The Journal's report states Walters, Mickelson and Icahn were being investigated for stock deals made by Walters and Mickelson in the days before Icahn attempted to take control of Clorox in a stock deal in mid-2011.
That was news to Walters, he said in an interview Saturday morning with Business Lexington.
"It’s real simple, I haven’t been notified by anybody I’m under any kind of investigation either with a letter, a contact, a phone call, an attempted interview, nothing," he said in a phone interview. "I’m not involved in any insider trading, I’ve never been involved in any insider trading."
"It’s obvious what this is, it’s Carl Icahn and Phil Mickelson and Billy Walters and they wrote a story that a lot of people are going to read," he said.
Walters’ Las Vegas-based Walters Group incorporated in Kentucky in 2004 in a venture that went on to own what has most recently been known as Wildcat Ford on Nicholasville Rd. and Freedom Dodge and added the Glenn Auto Group earlier this year. The May edition of Business Lexington featured an article on the group’s purchase of the Glenn name and its associated dealerships.
The local auto dealerships have leadership in Lexington operating the lots, including the long time owners of Glenn Cyrus Dicken, Sr. and Cyrus Dicken, Jr. who are both still invested and board members of the Lexington branch of the ownership group.

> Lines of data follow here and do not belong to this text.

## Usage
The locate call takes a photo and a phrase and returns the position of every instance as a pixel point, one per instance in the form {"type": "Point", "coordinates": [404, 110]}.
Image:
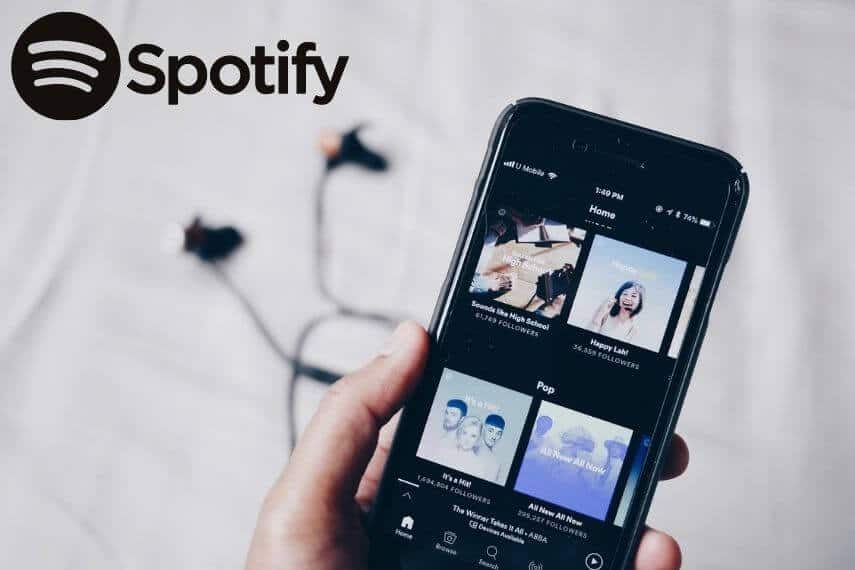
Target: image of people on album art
{"type": "Point", "coordinates": [627, 293]}
{"type": "Point", "coordinates": [573, 460]}
{"type": "Point", "coordinates": [474, 426]}
{"type": "Point", "coordinates": [526, 261]}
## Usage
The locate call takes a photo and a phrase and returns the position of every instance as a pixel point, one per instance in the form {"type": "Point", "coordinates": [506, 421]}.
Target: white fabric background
{"type": "Point", "coordinates": [141, 418]}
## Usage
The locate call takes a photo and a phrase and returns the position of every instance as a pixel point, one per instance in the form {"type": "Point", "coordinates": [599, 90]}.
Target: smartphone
{"type": "Point", "coordinates": [563, 343]}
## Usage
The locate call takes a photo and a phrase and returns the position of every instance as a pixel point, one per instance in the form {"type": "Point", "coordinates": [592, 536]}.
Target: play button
{"type": "Point", "coordinates": [594, 561]}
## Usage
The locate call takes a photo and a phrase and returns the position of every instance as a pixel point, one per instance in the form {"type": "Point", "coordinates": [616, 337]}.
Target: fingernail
{"type": "Point", "coordinates": [394, 342]}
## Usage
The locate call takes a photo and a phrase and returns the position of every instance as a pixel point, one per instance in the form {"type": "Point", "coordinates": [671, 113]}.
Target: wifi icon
{"type": "Point", "coordinates": [66, 66]}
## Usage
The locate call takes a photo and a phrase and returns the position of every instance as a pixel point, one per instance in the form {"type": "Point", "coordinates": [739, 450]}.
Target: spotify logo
{"type": "Point", "coordinates": [65, 66]}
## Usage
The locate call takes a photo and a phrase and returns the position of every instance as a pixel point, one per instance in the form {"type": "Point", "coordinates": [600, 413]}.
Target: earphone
{"type": "Point", "coordinates": [213, 245]}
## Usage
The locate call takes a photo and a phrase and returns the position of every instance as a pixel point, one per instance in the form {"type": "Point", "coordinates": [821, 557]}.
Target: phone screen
{"type": "Point", "coordinates": [525, 443]}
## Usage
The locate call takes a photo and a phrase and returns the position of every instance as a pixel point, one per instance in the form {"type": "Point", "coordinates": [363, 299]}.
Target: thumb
{"type": "Point", "coordinates": [335, 448]}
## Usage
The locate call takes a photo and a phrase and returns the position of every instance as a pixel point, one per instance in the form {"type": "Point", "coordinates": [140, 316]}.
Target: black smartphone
{"type": "Point", "coordinates": [563, 343]}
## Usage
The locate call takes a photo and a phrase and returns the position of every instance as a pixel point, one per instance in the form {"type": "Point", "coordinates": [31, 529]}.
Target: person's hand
{"type": "Point", "coordinates": [312, 518]}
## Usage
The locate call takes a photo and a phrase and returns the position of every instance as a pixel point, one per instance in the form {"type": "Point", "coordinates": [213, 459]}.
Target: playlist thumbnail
{"type": "Point", "coordinates": [474, 426]}
{"type": "Point", "coordinates": [627, 293]}
{"type": "Point", "coordinates": [573, 460]}
{"type": "Point", "coordinates": [527, 261]}
{"type": "Point", "coordinates": [686, 313]}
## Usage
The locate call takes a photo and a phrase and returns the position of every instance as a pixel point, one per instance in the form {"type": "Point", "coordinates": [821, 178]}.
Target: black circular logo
{"type": "Point", "coordinates": [66, 66]}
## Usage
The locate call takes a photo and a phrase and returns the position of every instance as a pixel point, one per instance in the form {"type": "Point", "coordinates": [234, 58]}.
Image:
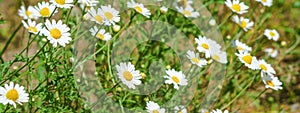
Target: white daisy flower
{"type": "Point", "coordinates": [88, 3]}
{"type": "Point", "coordinates": [272, 82]}
{"type": "Point", "coordinates": [57, 33]}
{"type": "Point", "coordinates": [163, 9]}
{"type": "Point", "coordinates": [267, 3]}
{"type": "Point", "coordinates": [128, 75]}
{"type": "Point", "coordinates": [62, 3]}
{"type": "Point", "coordinates": [271, 34]}
{"type": "Point", "coordinates": [219, 111]}
{"type": "Point", "coordinates": [237, 6]}
{"type": "Point", "coordinates": [180, 109]}
{"type": "Point", "coordinates": [97, 15]}
{"type": "Point", "coordinates": [100, 34]}
{"type": "Point", "coordinates": [271, 52]}
{"type": "Point", "coordinates": [175, 78]}
{"type": "Point", "coordinates": [205, 45]}
{"type": "Point", "coordinates": [188, 11]}
{"type": "Point", "coordinates": [195, 59]}
{"type": "Point", "coordinates": [32, 27]}
{"type": "Point", "coordinates": [241, 47]}
{"type": "Point", "coordinates": [116, 28]}
{"type": "Point", "coordinates": [139, 8]}
{"type": "Point", "coordinates": [29, 13]}
{"type": "Point", "coordinates": [111, 15]}
{"type": "Point", "coordinates": [153, 107]}
{"type": "Point", "coordinates": [265, 67]}
{"type": "Point", "coordinates": [244, 23]}
{"type": "Point", "coordinates": [45, 9]}
{"type": "Point", "coordinates": [185, 3]}
{"type": "Point", "coordinates": [12, 94]}
{"type": "Point", "coordinates": [218, 55]}
{"type": "Point", "coordinates": [250, 61]}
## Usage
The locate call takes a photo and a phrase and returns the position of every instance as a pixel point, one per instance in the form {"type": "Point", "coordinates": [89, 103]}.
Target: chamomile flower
{"type": "Point", "coordinates": [271, 52]}
{"type": "Point", "coordinates": [244, 23]}
{"type": "Point", "coordinates": [175, 78]}
{"type": "Point", "coordinates": [12, 94]}
{"type": "Point", "coordinates": [267, 3]}
{"type": "Point", "coordinates": [219, 111]}
{"type": "Point", "coordinates": [218, 55]}
{"type": "Point", "coordinates": [180, 109]}
{"type": "Point", "coordinates": [45, 9]}
{"type": "Point", "coordinates": [237, 6]}
{"type": "Point", "coordinates": [111, 15]}
{"type": "Point", "coordinates": [205, 45]}
{"type": "Point", "coordinates": [57, 32]}
{"type": "Point", "coordinates": [153, 107]}
{"type": "Point", "coordinates": [188, 11]}
{"type": "Point", "coordinates": [88, 3]}
{"type": "Point", "coordinates": [195, 59]}
{"type": "Point", "coordinates": [100, 34]}
{"type": "Point", "coordinates": [271, 34]}
{"type": "Point", "coordinates": [265, 67]}
{"type": "Point", "coordinates": [272, 82]}
{"type": "Point", "coordinates": [250, 61]}
{"type": "Point", "coordinates": [32, 27]}
{"type": "Point", "coordinates": [128, 75]}
{"type": "Point", "coordinates": [139, 8]}
{"type": "Point", "coordinates": [97, 15]}
{"type": "Point", "coordinates": [241, 47]}
{"type": "Point", "coordinates": [29, 13]}
{"type": "Point", "coordinates": [62, 3]}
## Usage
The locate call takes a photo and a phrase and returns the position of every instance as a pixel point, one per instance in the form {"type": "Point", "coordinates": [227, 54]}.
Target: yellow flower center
{"type": "Point", "coordinates": [186, 12]}
{"type": "Point", "coordinates": [216, 57]}
{"type": "Point", "coordinates": [28, 13]}
{"type": "Point", "coordinates": [12, 95]}
{"type": "Point", "coordinates": [98, 18]}
{"type": "Point", "coordinates": [243, 24]}
{"type": "Point", "coordinates": [175, 79]}
{"type": "Point", "coordinates": [155, 111]}
{"type": "Point", "coordinates": [108, 15]}
{"type": "Point", "coordinates": [239, 48]}
{"type": "Point", "coordinates": [205, 46]}
{"type": "Point", "coordinates": [270, 83]}
{"type": "Point", "coordinates": [247, 59]}
{"type": "Point", "coordinates": [272, 34]}
{"type": "Point", "coordinates": [236, 7]}
{"type": "Point", "coordinates": [45, 11]}
{"type": "Point", "coordinates": [61, 2]}
{"type": "Point", "coordinates": [55, 33]}
{"type": "Point", "coordinates": [138, 9]}
{"type": "Point", "coordinates": [32, 29]}
{"type": "Point", "coordinates": [127, 75]}
{"type": "Point", "coordinates": [196, 60]}
{"type": "Point", "coordinates": [263, 67]}
{"type": "Point", "coordinates": [101, 36]}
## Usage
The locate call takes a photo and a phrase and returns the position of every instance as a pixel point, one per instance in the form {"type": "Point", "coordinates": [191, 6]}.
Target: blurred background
{"type": "Point", "coordinates": [283, 16]}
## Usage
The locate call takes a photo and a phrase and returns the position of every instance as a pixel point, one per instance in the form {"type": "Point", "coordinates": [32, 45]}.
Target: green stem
{"type": "Point", "coordinates": [15, 72]}
{"type": "Point", "coordinates": [109, 63]}
{"type": "Point", "coordinates": [237, 96]}
{"type": "Point", "coordinates": [9, 41]}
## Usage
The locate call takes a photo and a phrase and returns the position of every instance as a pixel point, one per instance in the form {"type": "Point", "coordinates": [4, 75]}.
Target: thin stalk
{"type": "Point", "coordinates": [15, 72]}
{"type": "Point", "coordinates": [9, 41]}
{"type": "Point", "coordinates": [237, 96]}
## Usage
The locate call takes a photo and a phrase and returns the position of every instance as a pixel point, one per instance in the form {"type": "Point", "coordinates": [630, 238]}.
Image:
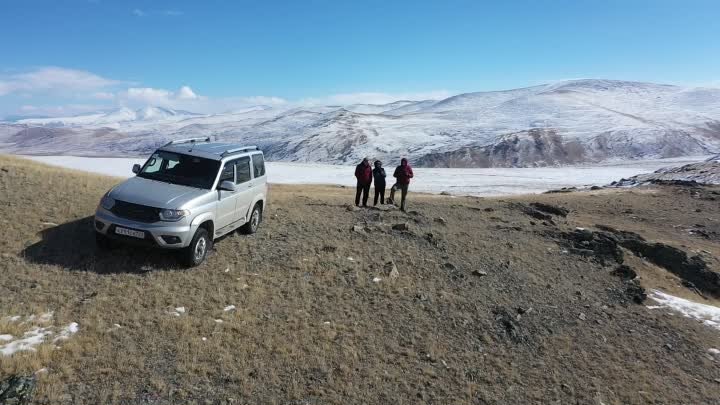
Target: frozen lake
{"type": "Point", "coordinates": [478, 182]}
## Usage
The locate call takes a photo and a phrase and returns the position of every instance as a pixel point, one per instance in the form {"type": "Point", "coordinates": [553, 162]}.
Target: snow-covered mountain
{"type": "Point", "coordinates": [111, 118]}
{"type": "Point", "coordinates": [570, 122]}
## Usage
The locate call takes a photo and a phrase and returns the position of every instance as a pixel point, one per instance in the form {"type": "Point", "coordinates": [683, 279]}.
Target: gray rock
{"type": "Point", "coordinates": [17, 390]}
{"type": "Point", "coordinates": [401, 227]}
{"type": "Point", "coordinates": [391, 269]}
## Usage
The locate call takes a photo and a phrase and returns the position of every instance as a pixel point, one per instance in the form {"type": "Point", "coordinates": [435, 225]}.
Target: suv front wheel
{"type": "Point", "coordinates": [199, 248]}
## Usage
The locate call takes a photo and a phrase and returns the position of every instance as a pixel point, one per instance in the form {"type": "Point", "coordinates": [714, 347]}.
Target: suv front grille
{"type": "Point", "coordinates": [136, 212]}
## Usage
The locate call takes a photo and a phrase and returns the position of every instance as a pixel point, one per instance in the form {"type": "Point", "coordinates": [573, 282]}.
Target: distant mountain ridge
{"type": "Point", "coordinates": [570, 122]}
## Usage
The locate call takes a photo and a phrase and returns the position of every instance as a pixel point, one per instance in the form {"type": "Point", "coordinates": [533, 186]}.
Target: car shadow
{"type": "Point", "coordinates": [72, 246]}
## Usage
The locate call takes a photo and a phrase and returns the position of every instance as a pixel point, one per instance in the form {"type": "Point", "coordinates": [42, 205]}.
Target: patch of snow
{"type": "Point", "coordinates": [67, 331]}
{"type": "Point", "coordinates": [707, 314]}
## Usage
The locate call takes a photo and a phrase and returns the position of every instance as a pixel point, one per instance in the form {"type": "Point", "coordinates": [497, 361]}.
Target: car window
{"type": "Point", "coordinates": [258, 165]}
{"type": "Point", "coordinates": [243, 170]}
{"type": "Point", "coordinates": [153, 164]}
{"type": "Point", "coordinates": [228, 173]}
{"type": "Point", "coordinates": [178, 168]}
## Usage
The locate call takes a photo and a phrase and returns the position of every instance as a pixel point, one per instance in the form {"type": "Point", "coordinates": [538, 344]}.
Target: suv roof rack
{"type": "Point", "coordinates": [238, 150]}
{"type": "Point", "coordinates": [188, 140]}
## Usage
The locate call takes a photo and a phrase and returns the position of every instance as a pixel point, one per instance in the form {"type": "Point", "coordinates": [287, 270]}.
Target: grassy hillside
{"type": "Point", "coordinates": [490, 306]}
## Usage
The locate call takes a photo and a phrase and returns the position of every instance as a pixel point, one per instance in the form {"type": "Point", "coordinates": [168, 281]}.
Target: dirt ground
{"type": "Point", "coordinates": [488, 305]}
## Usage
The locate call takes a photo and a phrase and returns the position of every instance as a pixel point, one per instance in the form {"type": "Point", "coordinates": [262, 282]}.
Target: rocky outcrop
{"type": "Point", "coordinates": [702, 173]}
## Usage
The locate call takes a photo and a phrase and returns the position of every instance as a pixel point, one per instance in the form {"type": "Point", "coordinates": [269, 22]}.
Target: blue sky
{"type": "Point", "coordinates": [66, 57]}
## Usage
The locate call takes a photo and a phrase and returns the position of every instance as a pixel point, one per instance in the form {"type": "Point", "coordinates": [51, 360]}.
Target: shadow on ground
{"type": "Point", "coordinates": [72, 245]}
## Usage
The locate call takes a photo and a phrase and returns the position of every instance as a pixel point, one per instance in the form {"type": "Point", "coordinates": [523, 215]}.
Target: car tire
{"type": "Point", "coordinates": [102, 242]}
{"type": "Point", "coordinates": [254, 223]}
{"type": "Point", "coordinates": [198, 249]}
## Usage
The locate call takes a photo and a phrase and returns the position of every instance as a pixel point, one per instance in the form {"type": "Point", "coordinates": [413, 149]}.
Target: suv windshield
{"type": "Point", "coordinates": [177, 168]}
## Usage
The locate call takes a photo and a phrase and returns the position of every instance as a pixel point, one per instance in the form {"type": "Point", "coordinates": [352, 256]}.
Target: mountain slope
{"type": "Point", "coordinates": [577, 121]}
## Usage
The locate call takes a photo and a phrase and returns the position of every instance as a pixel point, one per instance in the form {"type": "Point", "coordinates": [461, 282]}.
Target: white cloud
{"type": "Point", "coordinates": [375, 97]}
{"type": "Point", "coordinates": [53, 79]}
{"type": "Point", "coordinates": [159, 97]}
{"type": "Point", "coordinates": [103, 95]}
{"type": "Point", "coordinates": [186, 93]}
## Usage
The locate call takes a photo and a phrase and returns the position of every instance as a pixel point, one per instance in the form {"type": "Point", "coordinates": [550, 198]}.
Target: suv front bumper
{"type": "Point", "coordinates": [157, 234]}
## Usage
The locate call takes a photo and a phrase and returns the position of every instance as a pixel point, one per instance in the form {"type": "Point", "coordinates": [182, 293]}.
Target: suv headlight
{"type": "Point", "coordinates": [173, 215]}
{"type": "Point", "coordinates": [107, 202]}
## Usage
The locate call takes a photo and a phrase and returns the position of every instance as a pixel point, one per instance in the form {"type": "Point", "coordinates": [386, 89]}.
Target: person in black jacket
{"type": "Point", "coordinates": [379, 178]}
{"type": "Point", "coordinates": [363, 174]}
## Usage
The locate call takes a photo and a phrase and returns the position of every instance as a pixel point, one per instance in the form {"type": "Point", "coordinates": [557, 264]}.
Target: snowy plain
{"type": "Point", "coordinates": [476, 182]}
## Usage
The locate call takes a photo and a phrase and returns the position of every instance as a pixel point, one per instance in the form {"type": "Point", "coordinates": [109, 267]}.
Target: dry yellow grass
{"type": "Point", "coordinates": [312, 327]}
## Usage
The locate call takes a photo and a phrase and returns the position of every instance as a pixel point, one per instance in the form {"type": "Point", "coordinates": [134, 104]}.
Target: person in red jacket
{"type": "Point", "coordinates": [403, 174]}
{"type": "Point", "coordinates": [363, 173]}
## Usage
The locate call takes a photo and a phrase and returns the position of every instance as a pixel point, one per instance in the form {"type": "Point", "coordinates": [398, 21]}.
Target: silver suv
{"type": "Point", "coordinates": [188, 193]}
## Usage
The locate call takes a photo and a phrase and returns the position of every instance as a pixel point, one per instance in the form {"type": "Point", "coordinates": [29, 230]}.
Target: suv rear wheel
{"type": "Point", "coordinates": [254, 223]}
{"type": "Point", "coordinates": [199, 248]}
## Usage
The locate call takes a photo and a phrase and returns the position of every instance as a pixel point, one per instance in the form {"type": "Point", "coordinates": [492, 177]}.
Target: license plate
{"type": "Point", "coordinates": [130, 232]}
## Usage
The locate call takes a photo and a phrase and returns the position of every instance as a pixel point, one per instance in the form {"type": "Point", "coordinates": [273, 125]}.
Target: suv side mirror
{"type": "Point", "coordinates": [227, 185]}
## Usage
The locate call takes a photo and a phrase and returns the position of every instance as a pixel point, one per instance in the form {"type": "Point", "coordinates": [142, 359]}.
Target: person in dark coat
{"type": "Point", "coordinates": [363, 174]}
{"type": "Point", "coordinates": [379, 179]}
{"type": "Point", "coordinates": [403, 174]}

"My business in Lexington is extremely important to me, my reputation is even more important to me," said Walters who is involved in many lines of business including a total of 21 car dealerships as well as golf courses.
"I have a partner [in Lexington] who runs everything," he said.
"They manage the day-to-day aspects of the dealerships 365 days a year; I don’t manage the day-to-day stuff in those dealerships," he said.
In a January 2011 report, CBS’s 60 Minutes profiled Walters, a Munfordville, Ky. native stating: “It’s hard to find anyone better at winning than Billy Walters,” in reference to his proclivity to take the Las Vegas sports books for millions on any given day.
The show quoted Las Vegas odds-maker Kenny White as calling Walters “the most dangerous sports bettor in the history of Nevada, the history of the world.”
The report stated that in addition to betting upwards of $2 million on NFL Sundays, Walters owned multiple golf courses in Las Vegas, a city CBS stated he moved to in 1980 following a bookmaking conviction in Kentucky.
The Lara Logan 60 Minutes report was capped with a discussion of Walters’ fear and distrust of Wall Street.
“His distain for Wall Street is one of the reasons Billy Walters decided to talk to us. A chance, he said, to make the point that the gambling world is not as shady as most people think,” CBS’s Logan said in her report.
“I ran into a lot of bad guys, a lot of thieves, they’d steal the Lord’s Supper. But I can tell you percentage-wise, I ran into many more with suits and ties on than I have with the gamblers,” Walters told 60 Minutes.
Logan followed Walters’ statement by asking: “So you would say the hustler from Vegas got hustled by Wall Street?”
“No doubt about it,” Walters replied.